Guerre totale ? La notion semble ne souffrir aucune discussion. La guerre est totale ! Puisqu’on vous le dit ! Je viens de relire « La Grande Guerre des Français » de Jean Baptiste Duroselle (Perrin, 1994). Un excellent connaisseur. La guerre totale ? Pas tant que cela, nous dit-il. Sur le plan économique, le dirigisme de l’ État fut long et lent à se mettre en place, on a beaucoup tergiversé, et la collaboration commerciale et stratégique avec l’Angleterre et les États-Unis bien laborieuse, bien hésitante. Heureusement que les Allemands ont bien botté (avec leurs U-Boote) le cul des Yankees. Sur le plan psychologique, Duroselle écrit que la propagande et le bourrage de crâne à la française ont été bien légers à côté de la grosse machine caporaliste des Teutons. Sur le plan politique, l’Union sacrée a davantage été un mythe qu’une réalité, les rivalités politiques et militaires ayant été incessantes et innombrables, Duroselle y consacre des pages et des pages (on s’y perd un peu, mais telle est la réalité historique, un beau foutoir !) Rien de toutes ces nuances dans nos manuels, fiers de leur historiographie simplifiante et surplombante. La guerre a été totale enfin ! Il n’y a pas à discuter !

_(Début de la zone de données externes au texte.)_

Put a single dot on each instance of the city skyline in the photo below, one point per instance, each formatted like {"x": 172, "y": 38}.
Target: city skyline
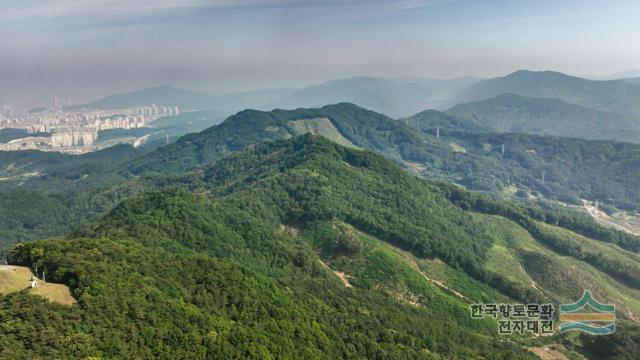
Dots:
{"x": 80, "y": 50}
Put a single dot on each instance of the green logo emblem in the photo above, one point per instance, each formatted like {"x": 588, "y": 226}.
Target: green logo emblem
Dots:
{"x": 599, "y": 321}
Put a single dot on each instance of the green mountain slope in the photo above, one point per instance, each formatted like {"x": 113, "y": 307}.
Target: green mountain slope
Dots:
{"x": 93, "y": 183}
{"x": 612, "y": 96}
{"x": 514, "y": 113}
{"x": 174, "y": 274}
{"x": 341, "y": 245}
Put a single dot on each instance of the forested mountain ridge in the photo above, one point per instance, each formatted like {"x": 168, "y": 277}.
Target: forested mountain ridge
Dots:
{"x": 612, "y": 95}
{"x": 544, "y": 116}
{"x": 78, "y": 188}
{"x": 180, "y": 273}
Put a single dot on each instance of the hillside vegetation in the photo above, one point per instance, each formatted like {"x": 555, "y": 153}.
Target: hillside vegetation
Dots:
{"x": 227, "y": 260}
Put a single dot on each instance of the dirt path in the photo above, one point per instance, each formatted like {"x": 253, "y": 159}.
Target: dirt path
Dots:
{"x": 412, "y": 262}
{"x": 602, "y": 217}
{"x": 340, "y": 274}
{"x": 546, "y": 353}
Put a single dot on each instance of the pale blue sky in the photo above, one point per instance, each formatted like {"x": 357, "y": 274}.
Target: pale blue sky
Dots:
{"x": 79, "y": 48}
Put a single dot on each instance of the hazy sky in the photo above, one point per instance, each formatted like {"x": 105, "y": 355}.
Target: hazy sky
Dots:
{"x": 81, "y": 48}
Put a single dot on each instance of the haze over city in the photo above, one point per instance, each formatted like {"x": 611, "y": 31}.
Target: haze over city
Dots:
{"x": 80, "y": 50}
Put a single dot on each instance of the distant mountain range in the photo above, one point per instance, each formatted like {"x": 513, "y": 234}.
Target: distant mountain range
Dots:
{"x": 392, "y": 96}
{"x": 612, "y": 96}
{"x": 304, "y": 246}
{"x": 543, "y": 116}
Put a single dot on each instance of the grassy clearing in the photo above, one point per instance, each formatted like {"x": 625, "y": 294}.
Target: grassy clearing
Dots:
{"x": 17, "y": 278}
{"x": 321, "y": 126}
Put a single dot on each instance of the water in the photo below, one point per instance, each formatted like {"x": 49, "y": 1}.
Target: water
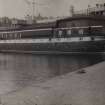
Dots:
{"x": 21, "y": 70}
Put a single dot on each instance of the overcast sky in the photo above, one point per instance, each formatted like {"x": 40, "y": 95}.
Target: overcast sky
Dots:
{"x": 19, "y": 8}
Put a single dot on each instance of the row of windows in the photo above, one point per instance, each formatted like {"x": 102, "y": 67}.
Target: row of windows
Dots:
{"x": 10, "y": 35}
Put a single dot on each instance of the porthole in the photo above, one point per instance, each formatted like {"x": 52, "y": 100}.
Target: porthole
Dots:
{"x": 80, "y": 31}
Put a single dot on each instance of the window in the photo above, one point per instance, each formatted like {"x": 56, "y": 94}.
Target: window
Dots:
{"x": 69, "y": 32}
{"x": 60, "y": 33}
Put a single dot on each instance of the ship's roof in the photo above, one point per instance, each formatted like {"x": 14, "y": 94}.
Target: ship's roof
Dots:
{"x": 83, "y": 17}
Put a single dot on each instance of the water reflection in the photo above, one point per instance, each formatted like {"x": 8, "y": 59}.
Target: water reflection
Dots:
{"x": 20, "y": 70}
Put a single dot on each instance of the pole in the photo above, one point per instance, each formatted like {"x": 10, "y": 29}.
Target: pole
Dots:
{"x": 33, "y": 11}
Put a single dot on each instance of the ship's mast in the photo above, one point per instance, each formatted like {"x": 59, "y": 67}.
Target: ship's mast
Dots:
{"x": 33, "y": 11}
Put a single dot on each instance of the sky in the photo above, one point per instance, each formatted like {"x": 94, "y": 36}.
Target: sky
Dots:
{"x": 20, "y": 8}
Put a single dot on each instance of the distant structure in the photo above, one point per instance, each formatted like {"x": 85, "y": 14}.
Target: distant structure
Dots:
{"x": 99, "y": 9}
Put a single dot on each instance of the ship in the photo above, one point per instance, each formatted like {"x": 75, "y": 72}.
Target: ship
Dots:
{"x": 82, "y": 33}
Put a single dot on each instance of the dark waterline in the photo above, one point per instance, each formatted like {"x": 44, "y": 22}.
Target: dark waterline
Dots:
{"x": 22, "y": 70}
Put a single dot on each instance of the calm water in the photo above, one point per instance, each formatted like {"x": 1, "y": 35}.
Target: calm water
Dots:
{"x": 21, "y": 70}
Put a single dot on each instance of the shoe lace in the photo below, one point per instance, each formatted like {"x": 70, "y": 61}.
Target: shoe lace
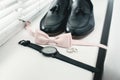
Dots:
{"x": 80, "y": 10}
{"x": 56, "y": 8}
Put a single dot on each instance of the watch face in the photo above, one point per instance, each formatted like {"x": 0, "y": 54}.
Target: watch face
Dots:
{"x": 49, "y": 50}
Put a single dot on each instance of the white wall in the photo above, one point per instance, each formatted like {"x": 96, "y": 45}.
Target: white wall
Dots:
{"x": 112, "y": 63}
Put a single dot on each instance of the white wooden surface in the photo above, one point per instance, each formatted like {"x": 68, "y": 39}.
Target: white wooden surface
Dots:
{"x": 22, "y": 63}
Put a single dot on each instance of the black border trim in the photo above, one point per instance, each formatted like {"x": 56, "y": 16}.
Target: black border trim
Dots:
{"x": 104, "y": 40}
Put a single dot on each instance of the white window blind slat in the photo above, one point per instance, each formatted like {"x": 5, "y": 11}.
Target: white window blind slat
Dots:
{"x": 28, "y": 3}
{"x": 6, "y": 3}
{"x": 36, "y": 11}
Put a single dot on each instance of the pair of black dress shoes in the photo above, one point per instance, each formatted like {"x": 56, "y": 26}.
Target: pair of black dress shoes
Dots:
{"x": 75, "y": 17}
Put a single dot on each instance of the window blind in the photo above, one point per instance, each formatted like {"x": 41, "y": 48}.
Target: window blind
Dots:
{"x": 11, "y": 11}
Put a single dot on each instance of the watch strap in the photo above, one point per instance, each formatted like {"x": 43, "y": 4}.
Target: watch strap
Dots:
{"x": 31, "y": 45}
{"x": 77, "y": 63}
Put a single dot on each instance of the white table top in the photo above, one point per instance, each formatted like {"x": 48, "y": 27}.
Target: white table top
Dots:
{"x": 22, "y": 63}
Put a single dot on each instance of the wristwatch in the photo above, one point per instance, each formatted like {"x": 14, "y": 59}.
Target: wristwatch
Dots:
{"x": 50, "y": 51}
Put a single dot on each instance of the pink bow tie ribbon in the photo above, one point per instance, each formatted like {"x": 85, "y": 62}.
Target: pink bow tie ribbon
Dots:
{"x": 63, "y": 40}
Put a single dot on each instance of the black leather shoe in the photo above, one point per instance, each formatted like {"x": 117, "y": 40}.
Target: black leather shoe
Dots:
{"x": 81, "y": 20}
{"x": 54, "y": 22}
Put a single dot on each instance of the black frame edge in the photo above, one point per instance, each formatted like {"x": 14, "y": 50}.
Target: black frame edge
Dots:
{"x": 104, "y": 40}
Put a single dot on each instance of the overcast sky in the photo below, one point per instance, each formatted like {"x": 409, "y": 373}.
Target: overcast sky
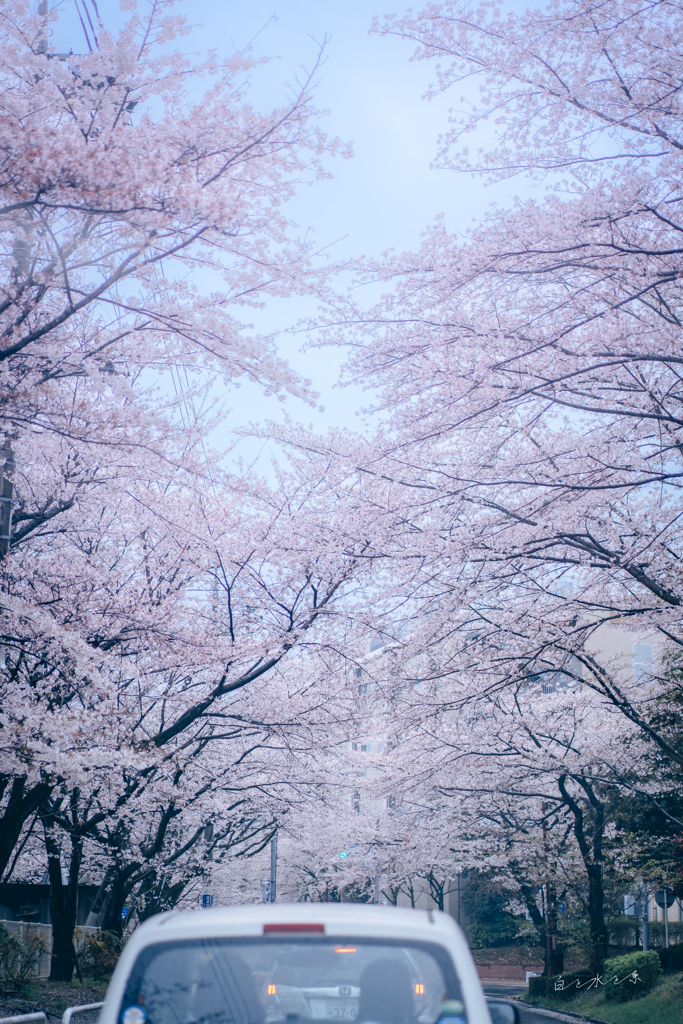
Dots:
{"x": 381, "y": 199}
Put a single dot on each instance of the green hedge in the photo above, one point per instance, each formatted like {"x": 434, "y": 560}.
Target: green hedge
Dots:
{"x": 628, "y": 977}
{"x": 672, "y": 958}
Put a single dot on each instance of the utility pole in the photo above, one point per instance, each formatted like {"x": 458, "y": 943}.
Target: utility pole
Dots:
{"x": 550, "y": 938}
{"x": 666, "y": 919}
{"x": 644, "y": 908}
{"x": 273, "y": 868}
{"x": 6, "y": 498}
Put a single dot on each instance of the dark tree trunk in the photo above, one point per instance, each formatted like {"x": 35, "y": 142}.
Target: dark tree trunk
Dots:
{"x": 20, "y": 806}
{"x": 63, "y": 900}
{"x": 119, "y": 893}
{"x": 591, "y": 851}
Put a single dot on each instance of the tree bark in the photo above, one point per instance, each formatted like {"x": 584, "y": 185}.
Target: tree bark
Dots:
{"x": 591, "y": 851}
{"x": 63, "y": 899}
{"x": 20, "y": 806}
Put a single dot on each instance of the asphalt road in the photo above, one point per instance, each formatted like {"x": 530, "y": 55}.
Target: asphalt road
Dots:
{"x": 528, "y": 1015}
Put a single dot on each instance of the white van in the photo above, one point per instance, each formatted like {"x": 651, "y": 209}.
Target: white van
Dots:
{"x": 299, "y": 964}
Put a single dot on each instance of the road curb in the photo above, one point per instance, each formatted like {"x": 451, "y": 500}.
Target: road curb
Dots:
{"x": 560, "y": 1015}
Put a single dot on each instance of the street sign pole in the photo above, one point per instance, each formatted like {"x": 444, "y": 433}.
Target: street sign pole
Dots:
{"x": 273, "y": 869}
{"x": 644, "y": 900}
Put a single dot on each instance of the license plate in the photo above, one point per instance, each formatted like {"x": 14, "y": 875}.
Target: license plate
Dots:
{"x": 334, "y": 1010}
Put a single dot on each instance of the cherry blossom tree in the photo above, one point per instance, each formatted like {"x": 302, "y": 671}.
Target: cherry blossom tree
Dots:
{"x": 524, "y": 486}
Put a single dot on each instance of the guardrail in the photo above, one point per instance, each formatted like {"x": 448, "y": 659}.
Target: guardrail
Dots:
{"x": 25, "y": 1019}
{"x": 70, "y": 1011}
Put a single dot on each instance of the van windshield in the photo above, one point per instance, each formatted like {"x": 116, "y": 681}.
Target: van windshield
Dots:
{"x": 283, "y": 981}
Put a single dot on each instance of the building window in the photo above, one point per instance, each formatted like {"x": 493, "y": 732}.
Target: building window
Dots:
{"x": 643, "y": 664}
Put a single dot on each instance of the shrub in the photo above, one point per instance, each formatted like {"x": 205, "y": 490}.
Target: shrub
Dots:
{"x": 18, "y": 960}
{"x": 100, "y": 955}
{"x": 628, "y": 977}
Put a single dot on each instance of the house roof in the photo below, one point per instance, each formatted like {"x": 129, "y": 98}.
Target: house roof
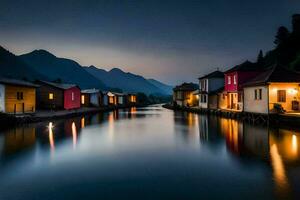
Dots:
{"x": 63, "y": 86}
{"x": 215, "y": 74}
{"x": 276, "y": 73}
{"x": 245, "y": 66}
{"x": 90, "y": 91}
{"x": 17, "y": 82}
{"x": 186, "y": 87}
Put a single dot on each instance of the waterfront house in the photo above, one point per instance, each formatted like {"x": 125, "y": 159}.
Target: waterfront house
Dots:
{"x": 185, "y": 95}
{"x": 112, "y": 99}
{"x": 209, "y": 87}
{"x": 17, "y": 96}
{"x": 52, "y": 95}
{"x": 275, "y": 90}
{"x": 90, "y": 97}
{"x": 119, "y": 98}
{"x": 232, "y": 97}
{"x": 131, "y": 99}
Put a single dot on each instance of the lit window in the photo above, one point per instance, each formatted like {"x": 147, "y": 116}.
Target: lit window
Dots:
{"x": 281, "y": 95}
{"x": 82, "y": 99}
{"x": 229, "y": 80}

Il est vrai que la présence et le rôle de la France dans la Grande Guerre, pardon, dans la guerre totale, ne sont pas au cœur du sujet. A lire certains manuels, on se demande même si la France y a bien participé. Quant à la gagner, vous n’y pensez pas ! En tout cas, ce sont les mots « alliés » et « Entente » qui sont privilégiés. Bien sûr, la participation (tardive) des Américains a été décisive, et celle des Anglais bien utile, je ne conteste pas, mais l’essentiel des troupes sur le front Ouest est composé de soldats français, je rappelle: 1 million quatre cents mille morts s’il vous plait ! Total respect, comme disent les jeunes. Bah, notre programme et nos manuels, charabieux vasouillards, mondains grenellisés, ont décidé de gommer, d’édulcorer, disais-je, le premier rôle de la France (le leadership ! ) dans la guerre. Autre point effacé, qui découle du précédent: le patriotisme. Le mot est bien difficile à trouver dans les manuels, et il ne figure pas dans les notions clés du programme. Le Belin, que j’utilise, réussit même l’exploit de ne pas mentionner le patriotisme dans la page qu’il consacre à l’expérience combattante. Le mot n’est utilisé qu’une seule fois, à une autre page, et de quelle façon, je vous laisse juge: « La mobilisation militaire se produit dans un climat de résignation, de consensus et de patriotisme. » (p. 64). Autrement dit, le patriotisme n’est qu’une variable d’ajustement, une valeur volatile très aléatoire et très incertaine. Autre point effacé, qui découle de ce qui précède: les buts de guerre. Pourquoi se bat-on ? Question tout de même essentielle, comme dirait Duroselle. Pas pour nos manuels et notre programme qui font l’impasse. Guerre totale ! On vous dit !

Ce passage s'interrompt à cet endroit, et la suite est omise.